For this example we will use dataset from SPSS samples: customer_dbase.sav
Select customer_dbase.sav.
Click on Analyze section from the top menu.
Find General Linear Model section under Analyze. Then click on Multivariate… button.
Once you clicked you will see the following menu:

We use Commute time in minutes (commutetime) and Log-Credit Card Debt (Increddebt) as dependent variables and Income category in thousands (inccat) as categorical independent variable and Years of education (ed) as covariate.
As second step, click on the model button:

In MANCOVA analysis (like in ANCOVA), there is one additional assumption: Homogeneity of regression slopes.
In order to test this assumption, click on the Model button on the right.
Click on build terms or custom model.
Select each of the factor and covariate. Then select both of them on the right than click on the arrow button. This way, you will be able to analyze factor variable, covariate and their interaction term.
Once you are done, click on Continue button. Then click on the OK button in the main menu.

What you need to check in the table of Test of Between-Subjects Effects is the Sig. (p-value) of interaction term which is inccat*ed. If p-value is bigger than 0.05, in other words insignificant, then your model doesn’t violate the assumption of homogeneity of regression slopes. In this example, the assumption is not violated (since the p-value of the interaction term for both dependent variable are bigger than 0.05), so we can continue the analysis.

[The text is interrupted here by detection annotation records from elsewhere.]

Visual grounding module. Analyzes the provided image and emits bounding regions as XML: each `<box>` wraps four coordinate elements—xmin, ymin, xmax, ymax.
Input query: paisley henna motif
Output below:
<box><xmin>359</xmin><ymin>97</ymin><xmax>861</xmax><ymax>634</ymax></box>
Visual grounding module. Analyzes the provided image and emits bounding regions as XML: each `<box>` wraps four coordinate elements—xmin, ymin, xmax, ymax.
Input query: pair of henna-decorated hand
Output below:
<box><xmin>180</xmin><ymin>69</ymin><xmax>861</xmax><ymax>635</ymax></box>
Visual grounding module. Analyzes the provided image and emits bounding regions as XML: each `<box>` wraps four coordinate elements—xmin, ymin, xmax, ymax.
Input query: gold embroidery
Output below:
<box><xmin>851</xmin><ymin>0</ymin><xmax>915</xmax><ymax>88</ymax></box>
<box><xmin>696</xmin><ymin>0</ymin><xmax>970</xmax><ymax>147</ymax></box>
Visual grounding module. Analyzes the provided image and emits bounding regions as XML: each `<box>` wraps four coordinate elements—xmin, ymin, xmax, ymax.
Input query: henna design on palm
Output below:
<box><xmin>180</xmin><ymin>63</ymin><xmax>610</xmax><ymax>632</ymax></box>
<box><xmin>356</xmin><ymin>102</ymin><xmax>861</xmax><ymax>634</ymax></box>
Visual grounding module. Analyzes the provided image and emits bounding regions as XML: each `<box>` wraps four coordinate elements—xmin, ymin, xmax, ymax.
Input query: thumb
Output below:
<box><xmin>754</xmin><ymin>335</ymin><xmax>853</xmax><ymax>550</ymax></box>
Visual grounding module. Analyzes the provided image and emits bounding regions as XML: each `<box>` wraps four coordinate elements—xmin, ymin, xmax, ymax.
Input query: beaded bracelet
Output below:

Another assumption for the equal distribution of the error variance of the dependent variable is tested by Levene’s test. As it can be seen that both of the Sig. (p-value) are higher than 0.05. Therefore, we accept the null hypothesis and the model meets the assumption. So, we can continue with the analysis.
Since you checked the assumptions, you need to click Analyze -> General Linear Model -> Multivariate again.
Now, you need to click Model… button on the menu at the right side. Then select Full factorial and continue.
After that click on the Options… button and select Descriptive Statistics, Estimates of effect size, Homogeneity tests and click on Continue… button.

One of the assumptions of MANOVA is the equality of covariance matrices. As you can see under the result table, the null hypothesis for the test is that covariance matrices of the dependent variables are equal across groups. As results show that the Sig. (p-value) is above 0.05 which means significant. Therefore we accept the null hypothesis and can continue with the analysis.


Multivariate test results show that there is a significant relationship between income groups and dependent variables, on the other hand Years of Education variable has no significant effect on them.

Test of between-subjects effects shows that income groups variable has a significant relationship with credit card debt but insignificant relationship with commute time in minutes.
Since previous table showed us that there is no significant effect of Years of Education on both dependent variables, we cannot examine the between-subjects effect.